RUU HKPD Dinilai Belum Optimal Hubungkan Keuangan Pusat-Daerah

Sejumlah ketentuan dalam RUU yang berpotensi mendistorsi perekonomian daerah.

Oleh:
Mochamad Januar Rizki
Bacaan 4 Menit
Ilustrasi: HOL
Ilustrasi: HOL

Pemerintah bersama Komisi XI DPR RI sedang membahas Rancangan Undang-Undang Hubungan Keuangan antara Pemerintah Pusat dan Pemerintahan Daerah (RUU HKPD). RUU HKPD diharapkan menyempurnakan dan mengintegrasikan dengan UU Nomor 33 Tahun 2004 tentang Perimbangan Keuangan antara Pemerintah Pusat dan Pemerintahan Daerah dan UU Nomor 28 Tahun 2009 tentang Pajak Daerah dan Retribusi Daerah.

Namun dalam penyusunannya, RUU HKPD dinilai belum optimal dan mengandung terobosan fundamental. Bahkan, sejumlah ketentuan dalam RUU ini yang berpotensi mendistorsi perekonomian daerah.

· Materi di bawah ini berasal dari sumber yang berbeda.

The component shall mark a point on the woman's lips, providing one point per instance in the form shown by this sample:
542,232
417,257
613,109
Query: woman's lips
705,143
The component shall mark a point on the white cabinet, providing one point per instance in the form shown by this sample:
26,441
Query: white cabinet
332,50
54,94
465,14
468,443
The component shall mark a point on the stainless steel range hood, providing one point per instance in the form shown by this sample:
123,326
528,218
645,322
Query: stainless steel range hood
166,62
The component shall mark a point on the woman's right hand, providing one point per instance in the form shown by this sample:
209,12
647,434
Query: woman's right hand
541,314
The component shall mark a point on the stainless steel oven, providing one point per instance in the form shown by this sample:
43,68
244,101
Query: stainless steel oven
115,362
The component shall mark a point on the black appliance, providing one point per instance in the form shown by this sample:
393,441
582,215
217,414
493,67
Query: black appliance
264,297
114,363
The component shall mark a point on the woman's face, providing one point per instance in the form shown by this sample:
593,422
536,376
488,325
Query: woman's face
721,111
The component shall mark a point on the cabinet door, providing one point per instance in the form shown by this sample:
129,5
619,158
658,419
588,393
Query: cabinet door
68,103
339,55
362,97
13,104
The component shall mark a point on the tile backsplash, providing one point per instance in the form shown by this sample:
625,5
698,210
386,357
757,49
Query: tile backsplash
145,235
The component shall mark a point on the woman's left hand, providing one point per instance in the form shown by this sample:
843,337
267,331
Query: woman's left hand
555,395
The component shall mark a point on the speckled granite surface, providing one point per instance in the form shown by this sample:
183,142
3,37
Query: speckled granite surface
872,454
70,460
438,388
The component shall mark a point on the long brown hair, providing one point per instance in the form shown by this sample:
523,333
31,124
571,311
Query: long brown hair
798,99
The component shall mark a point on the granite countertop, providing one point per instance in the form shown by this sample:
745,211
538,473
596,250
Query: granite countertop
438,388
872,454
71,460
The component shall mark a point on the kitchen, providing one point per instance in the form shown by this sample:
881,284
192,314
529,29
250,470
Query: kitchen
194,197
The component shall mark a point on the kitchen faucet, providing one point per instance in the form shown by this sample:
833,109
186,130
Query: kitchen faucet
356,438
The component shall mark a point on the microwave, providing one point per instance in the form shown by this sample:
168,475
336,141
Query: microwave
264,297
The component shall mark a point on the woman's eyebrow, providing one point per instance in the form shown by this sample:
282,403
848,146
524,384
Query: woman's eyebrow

“Komponen pajak utama seperti PPH dan PPN belum dilihat sebagai bagian memperkuat desentralisasi fiskal dan otonomi daerah. Meski melakukan simplifikasi jumlah pajak, tetapi revisi atas UU Pajak dan Retribusi ini masih menyasar pajak-pajak yang selama ini tidak terlalu berdampak besar terhadap PAD,” jelas Direktur Eksekutif KPPOD, Armand Suparman, Senin (8/11).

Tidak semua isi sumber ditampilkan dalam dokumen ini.